Tag Archives: food desert

Greening a Food Desert

Debbie says:

One aspect of body image we don’t often talk about here is what foods people have access to, and how “healthy food” is distributed. So I was struck by this article, which I found in a local news feed for my city (Oakland, California).

Youth entrepreneurs smile for the camera before deliveries.

 

Pictured above are three young food activists/entrepreneurs in West Oakland. I suspect that one of them is Jamelah Isaac, the focus of the article, but they aren’t identified.

West Oakland is a neighborhood with a remarkable past and a very sad present. In its heyday, it was the center of superb labor organizing, in part by Ronald Dellums, Sr., who was a mainstay of the Pullman Porters Union, one of the great historically black unions. Dellums’ son, Ronald Jr., went on to be a U.S. Congressman for many years, and then mayor of Oakland. Since I’ve lived in the Bay Area (for nearly 40 years now), West Oakland has been rundown and neglected. Recently, it’s had one of those sketchy unpleasant “renaissances” where some sections are gentrified, where foreclosed and abandoned homes are replaced with spiffy rentals, where people are displaced. (Opinionated about this? Me? Naah.) However, many many poor and disenfranchised people still live in West Oakland, which is why I got excited about this article.
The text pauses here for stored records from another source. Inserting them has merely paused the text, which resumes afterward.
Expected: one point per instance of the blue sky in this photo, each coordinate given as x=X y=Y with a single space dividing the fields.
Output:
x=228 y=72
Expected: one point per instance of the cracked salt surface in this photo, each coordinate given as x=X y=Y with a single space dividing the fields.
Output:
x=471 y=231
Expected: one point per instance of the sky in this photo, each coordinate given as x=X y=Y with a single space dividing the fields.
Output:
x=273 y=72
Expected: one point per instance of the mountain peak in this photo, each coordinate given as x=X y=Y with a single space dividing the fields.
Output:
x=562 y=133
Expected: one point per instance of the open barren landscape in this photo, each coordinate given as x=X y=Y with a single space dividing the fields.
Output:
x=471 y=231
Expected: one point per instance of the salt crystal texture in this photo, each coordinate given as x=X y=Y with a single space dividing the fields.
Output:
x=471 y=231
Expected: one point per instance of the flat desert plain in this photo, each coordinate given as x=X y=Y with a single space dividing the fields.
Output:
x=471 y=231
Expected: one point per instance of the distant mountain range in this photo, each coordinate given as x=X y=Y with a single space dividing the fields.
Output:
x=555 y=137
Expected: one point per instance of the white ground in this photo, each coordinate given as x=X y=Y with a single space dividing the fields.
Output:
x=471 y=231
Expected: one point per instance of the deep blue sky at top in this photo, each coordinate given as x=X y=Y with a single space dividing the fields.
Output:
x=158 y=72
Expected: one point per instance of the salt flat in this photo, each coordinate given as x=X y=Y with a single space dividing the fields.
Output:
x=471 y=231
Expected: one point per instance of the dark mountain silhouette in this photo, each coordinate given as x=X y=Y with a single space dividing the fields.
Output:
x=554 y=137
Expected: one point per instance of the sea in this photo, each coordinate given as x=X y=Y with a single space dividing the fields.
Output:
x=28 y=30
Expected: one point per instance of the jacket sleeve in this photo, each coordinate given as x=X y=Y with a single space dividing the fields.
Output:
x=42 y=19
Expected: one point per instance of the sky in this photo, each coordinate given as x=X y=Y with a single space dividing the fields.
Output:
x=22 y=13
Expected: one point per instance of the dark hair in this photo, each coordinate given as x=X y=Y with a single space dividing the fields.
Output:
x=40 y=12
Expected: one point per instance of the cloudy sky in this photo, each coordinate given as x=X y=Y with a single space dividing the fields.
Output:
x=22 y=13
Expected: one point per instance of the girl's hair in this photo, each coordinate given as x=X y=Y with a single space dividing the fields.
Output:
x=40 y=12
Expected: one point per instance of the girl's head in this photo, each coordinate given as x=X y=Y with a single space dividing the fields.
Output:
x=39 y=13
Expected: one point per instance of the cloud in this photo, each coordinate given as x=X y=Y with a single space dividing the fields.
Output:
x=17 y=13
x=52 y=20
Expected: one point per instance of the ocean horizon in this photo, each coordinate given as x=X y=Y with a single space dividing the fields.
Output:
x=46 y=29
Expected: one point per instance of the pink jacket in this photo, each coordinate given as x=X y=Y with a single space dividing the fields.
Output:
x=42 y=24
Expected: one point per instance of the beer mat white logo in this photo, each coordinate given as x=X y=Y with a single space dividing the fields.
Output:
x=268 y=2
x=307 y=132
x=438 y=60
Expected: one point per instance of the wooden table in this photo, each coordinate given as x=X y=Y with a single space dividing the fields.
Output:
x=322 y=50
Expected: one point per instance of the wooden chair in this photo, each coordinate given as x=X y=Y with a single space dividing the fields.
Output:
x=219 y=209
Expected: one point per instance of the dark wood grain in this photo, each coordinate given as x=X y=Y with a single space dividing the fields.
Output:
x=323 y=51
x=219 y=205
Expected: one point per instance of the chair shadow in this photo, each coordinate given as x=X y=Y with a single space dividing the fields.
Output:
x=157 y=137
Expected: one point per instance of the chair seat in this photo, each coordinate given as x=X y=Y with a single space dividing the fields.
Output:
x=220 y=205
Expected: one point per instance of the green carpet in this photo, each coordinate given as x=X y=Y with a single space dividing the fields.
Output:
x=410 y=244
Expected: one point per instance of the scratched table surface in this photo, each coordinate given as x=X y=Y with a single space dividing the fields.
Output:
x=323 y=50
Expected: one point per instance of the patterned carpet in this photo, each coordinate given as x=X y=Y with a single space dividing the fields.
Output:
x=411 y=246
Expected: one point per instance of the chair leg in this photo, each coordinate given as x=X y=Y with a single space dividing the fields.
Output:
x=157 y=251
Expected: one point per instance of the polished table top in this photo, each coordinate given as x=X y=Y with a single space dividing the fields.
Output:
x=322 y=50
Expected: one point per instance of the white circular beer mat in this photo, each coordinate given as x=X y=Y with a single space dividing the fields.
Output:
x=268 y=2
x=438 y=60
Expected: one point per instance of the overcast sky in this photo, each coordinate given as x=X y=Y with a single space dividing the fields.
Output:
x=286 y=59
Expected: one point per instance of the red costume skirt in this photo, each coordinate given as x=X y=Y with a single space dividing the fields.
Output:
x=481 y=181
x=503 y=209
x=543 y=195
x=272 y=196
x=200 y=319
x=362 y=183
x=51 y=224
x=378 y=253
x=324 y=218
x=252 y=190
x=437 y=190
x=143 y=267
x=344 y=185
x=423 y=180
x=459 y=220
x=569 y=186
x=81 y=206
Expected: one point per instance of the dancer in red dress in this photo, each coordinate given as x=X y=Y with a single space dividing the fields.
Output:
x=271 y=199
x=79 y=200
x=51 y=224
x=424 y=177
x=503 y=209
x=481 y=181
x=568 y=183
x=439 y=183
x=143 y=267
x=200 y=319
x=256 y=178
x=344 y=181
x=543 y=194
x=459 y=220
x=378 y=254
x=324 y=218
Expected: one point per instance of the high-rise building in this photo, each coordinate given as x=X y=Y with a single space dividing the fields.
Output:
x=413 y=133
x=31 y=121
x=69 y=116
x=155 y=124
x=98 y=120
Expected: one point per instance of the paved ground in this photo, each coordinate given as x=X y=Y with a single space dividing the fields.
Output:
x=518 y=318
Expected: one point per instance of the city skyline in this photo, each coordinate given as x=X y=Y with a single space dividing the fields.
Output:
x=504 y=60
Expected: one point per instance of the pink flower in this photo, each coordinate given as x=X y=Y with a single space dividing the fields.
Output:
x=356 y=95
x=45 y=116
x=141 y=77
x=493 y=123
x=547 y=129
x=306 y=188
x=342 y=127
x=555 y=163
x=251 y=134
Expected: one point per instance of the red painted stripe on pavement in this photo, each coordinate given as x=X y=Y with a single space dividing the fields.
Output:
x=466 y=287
Jamelah Isaac and her friends are doing a very exciting thing–they are converting the local liquor stores, which we all associate with poor communities, into sources of fresh, organic food. And they are doing it by borrowing a successful model:

The HNSA Entrepreneurs follow the “Frito-Lay or Coca-Cola model,” Cedeno said. “All the store owner does is pay the bill. The youth put up the shelving. Take out any waste. Replenish the weekly order. The goal is to make it as easy as possible for the store owners.”

If you’ve ever gone into a convenience store and noticed how much the easily movable shelves which hold all the chips and bagged snacks, or the cold compartments which shelve soft drinks, look like the ones in the last store you went to, that’s because the corporations supply them to stores, free of charge, to get their products front and center. Using this model for organic produce in “food desert” neighborhoods is both clever and transgressive.

I’m excited that Jamelah and her cohort are working in my city!